J Comput Biol. 1996 Spring;3(1):1-17. doi: 10.1089/cmb.1996.3.1.
There is an inherent relationship between the process of pairwise sequence alignment and the estimation of evolutionary distance. This relationship is explored and made explicit. Assuming an evolutionary model and given a specific pattern of observed base mismatches, the relative probabilities of evolution at each evolutionary distance are computed using a Bayesian framework. The mean or the median of this probability distribution provides a robust estimate of the central value. The evolutionary distance has traditionally been computed as zero for an observed homology of 20 bases with no mismatches; we prove that it is highly probable that the distance is greater than 0.01. The mean of the distribution is 0.047, which is a better estimate of the evolutionary distance. Bayesian estimates of the evolutionary distance incorporate arbitrary prior information about variable mutation rates both over time and along sequence position, thus requiring only a weak form of the molecular-clock hypothesis. The endpoints of the similarity between genomic DNA sequences are often ambiguous. The probability of evolution at each evolutionary distance can be estimated over the entire set of alignments by choosing the best alignment at each distance and the corresponding probability of duplication at that evolutionary distance. A central value of this distribution provides a robust evolutionary distance estimate. We provide an efficient algorithm for computing the parametric alignment, considering evolutionary distance as the only parameter. These techniques and estimates are used to infer the duplication history of the genomic sequence in C. elegans and in S. cerevisiae. Our results indicate that repeats discovered using a single scoring matrix show a considerable bias in subsequent evolutionary distance estimates.
成对序列比对过程与进化距离估计之间存在内在联系。
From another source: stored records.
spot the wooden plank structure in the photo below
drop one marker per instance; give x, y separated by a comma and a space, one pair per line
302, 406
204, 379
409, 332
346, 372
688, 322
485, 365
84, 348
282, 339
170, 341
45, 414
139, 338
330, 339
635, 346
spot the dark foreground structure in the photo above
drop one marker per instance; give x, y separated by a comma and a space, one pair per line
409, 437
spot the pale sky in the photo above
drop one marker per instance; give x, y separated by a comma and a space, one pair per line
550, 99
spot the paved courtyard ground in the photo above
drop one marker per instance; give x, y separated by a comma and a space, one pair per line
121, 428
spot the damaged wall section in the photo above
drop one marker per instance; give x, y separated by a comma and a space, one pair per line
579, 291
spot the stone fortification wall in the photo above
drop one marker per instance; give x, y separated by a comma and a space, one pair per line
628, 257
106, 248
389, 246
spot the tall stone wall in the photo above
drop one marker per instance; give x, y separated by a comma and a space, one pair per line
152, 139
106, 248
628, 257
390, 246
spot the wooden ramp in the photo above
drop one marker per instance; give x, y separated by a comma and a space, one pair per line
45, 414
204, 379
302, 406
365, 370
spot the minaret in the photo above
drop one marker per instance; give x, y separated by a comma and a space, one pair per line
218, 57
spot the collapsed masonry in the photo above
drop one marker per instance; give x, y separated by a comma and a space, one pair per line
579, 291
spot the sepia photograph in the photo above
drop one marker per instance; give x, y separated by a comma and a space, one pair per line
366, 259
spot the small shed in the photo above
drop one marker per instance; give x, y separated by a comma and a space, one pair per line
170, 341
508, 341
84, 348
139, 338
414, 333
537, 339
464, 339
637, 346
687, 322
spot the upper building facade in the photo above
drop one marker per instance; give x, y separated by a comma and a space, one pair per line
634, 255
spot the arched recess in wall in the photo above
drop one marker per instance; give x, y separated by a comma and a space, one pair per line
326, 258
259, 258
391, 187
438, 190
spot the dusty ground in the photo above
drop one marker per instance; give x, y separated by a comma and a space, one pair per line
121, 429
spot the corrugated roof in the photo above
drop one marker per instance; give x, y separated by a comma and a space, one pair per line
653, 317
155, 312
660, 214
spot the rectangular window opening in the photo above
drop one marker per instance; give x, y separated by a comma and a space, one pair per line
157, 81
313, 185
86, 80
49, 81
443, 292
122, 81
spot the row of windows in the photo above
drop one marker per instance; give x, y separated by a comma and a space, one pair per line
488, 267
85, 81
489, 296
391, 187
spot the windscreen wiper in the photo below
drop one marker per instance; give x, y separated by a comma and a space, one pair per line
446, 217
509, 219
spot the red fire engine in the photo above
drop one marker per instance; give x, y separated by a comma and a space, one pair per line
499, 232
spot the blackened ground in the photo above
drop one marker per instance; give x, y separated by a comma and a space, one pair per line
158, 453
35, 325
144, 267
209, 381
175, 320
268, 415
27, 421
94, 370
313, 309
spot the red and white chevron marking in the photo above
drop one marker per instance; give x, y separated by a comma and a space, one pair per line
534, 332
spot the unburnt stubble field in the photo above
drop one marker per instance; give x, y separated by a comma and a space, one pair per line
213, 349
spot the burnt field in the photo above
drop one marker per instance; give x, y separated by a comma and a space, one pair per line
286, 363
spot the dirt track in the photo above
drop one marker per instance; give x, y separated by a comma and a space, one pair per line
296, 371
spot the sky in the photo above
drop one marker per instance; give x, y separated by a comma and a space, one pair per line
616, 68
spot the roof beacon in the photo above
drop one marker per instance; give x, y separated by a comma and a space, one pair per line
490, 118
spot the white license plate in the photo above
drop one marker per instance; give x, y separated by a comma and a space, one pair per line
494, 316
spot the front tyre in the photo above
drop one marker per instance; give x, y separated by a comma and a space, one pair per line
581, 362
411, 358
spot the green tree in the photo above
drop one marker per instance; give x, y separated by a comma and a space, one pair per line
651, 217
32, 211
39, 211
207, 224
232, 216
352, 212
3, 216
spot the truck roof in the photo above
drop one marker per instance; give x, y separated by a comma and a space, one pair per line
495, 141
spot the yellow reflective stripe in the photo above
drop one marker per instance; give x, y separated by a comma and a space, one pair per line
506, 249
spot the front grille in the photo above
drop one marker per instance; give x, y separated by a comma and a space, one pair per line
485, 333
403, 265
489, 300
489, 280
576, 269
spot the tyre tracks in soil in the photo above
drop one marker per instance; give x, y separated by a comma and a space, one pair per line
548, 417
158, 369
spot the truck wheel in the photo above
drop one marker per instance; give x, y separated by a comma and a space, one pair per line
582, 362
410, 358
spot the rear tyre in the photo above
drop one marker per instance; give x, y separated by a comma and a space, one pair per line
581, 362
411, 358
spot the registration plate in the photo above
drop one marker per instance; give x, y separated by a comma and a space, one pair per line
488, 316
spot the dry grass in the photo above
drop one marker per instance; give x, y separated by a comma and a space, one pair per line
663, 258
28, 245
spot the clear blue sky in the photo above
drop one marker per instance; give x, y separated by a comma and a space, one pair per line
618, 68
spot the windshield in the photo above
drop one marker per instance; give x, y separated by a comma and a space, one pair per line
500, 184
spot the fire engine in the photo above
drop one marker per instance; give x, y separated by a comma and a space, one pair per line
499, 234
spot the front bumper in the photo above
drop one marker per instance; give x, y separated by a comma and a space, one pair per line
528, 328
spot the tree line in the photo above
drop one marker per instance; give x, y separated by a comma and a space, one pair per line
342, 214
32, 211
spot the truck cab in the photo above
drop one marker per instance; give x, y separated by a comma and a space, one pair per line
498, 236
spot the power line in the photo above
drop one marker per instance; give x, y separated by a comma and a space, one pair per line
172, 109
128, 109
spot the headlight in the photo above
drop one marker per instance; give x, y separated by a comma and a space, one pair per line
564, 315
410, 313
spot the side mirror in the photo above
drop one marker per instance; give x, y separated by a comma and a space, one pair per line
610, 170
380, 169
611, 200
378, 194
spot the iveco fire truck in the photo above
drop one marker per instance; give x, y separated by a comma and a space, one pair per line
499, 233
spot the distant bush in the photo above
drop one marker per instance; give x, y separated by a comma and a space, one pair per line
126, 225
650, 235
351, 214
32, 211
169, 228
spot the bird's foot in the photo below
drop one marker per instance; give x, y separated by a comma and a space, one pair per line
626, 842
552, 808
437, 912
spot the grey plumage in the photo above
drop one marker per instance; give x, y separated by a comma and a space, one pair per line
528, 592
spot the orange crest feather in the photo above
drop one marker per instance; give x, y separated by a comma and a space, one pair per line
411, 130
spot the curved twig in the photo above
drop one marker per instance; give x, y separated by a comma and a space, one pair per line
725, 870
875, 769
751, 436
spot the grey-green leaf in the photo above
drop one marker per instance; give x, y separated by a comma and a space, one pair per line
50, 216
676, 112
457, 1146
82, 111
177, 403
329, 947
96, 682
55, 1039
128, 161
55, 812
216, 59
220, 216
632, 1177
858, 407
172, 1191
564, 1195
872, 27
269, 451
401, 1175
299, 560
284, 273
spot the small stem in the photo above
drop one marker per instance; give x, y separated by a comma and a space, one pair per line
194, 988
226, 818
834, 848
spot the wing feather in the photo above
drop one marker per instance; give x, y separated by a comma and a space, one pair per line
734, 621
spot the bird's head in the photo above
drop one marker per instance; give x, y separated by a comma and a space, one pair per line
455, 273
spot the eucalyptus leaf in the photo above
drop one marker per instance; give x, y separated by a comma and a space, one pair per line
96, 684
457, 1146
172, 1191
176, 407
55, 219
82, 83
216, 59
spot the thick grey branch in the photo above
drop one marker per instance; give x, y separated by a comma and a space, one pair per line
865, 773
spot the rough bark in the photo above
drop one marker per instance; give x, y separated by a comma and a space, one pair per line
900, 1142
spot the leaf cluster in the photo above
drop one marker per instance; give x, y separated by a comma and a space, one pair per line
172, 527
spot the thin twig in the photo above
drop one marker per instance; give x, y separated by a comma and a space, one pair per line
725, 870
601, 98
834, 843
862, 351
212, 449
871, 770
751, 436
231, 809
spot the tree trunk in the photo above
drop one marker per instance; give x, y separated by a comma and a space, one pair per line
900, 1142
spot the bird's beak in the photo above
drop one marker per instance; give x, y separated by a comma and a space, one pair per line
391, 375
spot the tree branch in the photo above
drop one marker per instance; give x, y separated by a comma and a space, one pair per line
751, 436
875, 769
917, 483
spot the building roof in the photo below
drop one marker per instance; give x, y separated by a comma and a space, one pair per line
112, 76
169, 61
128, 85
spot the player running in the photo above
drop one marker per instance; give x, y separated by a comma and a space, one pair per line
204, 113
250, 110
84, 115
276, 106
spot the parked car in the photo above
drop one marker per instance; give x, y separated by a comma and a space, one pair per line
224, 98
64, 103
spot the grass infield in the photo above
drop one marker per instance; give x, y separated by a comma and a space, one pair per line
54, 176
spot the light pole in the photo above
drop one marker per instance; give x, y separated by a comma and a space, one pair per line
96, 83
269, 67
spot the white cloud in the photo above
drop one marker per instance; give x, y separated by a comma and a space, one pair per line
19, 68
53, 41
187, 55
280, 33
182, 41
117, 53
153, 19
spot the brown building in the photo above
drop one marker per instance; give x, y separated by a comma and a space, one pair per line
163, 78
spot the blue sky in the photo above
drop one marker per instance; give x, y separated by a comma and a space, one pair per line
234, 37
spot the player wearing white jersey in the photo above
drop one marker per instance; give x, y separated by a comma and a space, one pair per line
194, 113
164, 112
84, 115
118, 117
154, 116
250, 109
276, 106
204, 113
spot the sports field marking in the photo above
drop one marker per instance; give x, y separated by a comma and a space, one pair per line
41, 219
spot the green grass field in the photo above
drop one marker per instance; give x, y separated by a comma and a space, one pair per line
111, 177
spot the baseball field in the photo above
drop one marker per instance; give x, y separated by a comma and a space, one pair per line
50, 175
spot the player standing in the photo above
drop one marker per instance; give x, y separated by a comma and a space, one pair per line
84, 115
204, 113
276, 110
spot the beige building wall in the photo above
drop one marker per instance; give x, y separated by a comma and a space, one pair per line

本文对这种联系进行了探索并使之明确。假设一个进化模型,并给定观察到的碱基错配的特定模式,使用贝叶斯框架计算每个进化距离处进化的相对概率。该概率分布的均值或中位数提供了对中心值的稳健估计。传统上,对于观察到的20个碱基的同源性且无错配的情况,进化距离计算为零;我们证明距离大于0.01的可能性非常高。分布的均值为0.047,这是对进化距离的更好估计。进化距离的贝叶斯估计纳入了关于随时间和沿序列位置的可变突变率的任意先验信息,因此只需要分子钟假设的弱形式。基因组DNA序列之间相似性的端点通常不明确。通过在每个距离选择最佳比对以及该进化距离处相应的重复概率,可以在整个比对集中估计每个进化距离处的进化概率。该分布的中心值提供了稳健的进化距离估计。我们提供了一种有效的算法来计算参数比对,将进化距离视为唯一参数。这些技术和估计用于推断秀丽隐杆线虫和酿酒酵母中基因组序列的重复历史。我们的结果表明,使用单一评分矩阵发现的重复在随后的进化距离估计中显示出相当大的偏差。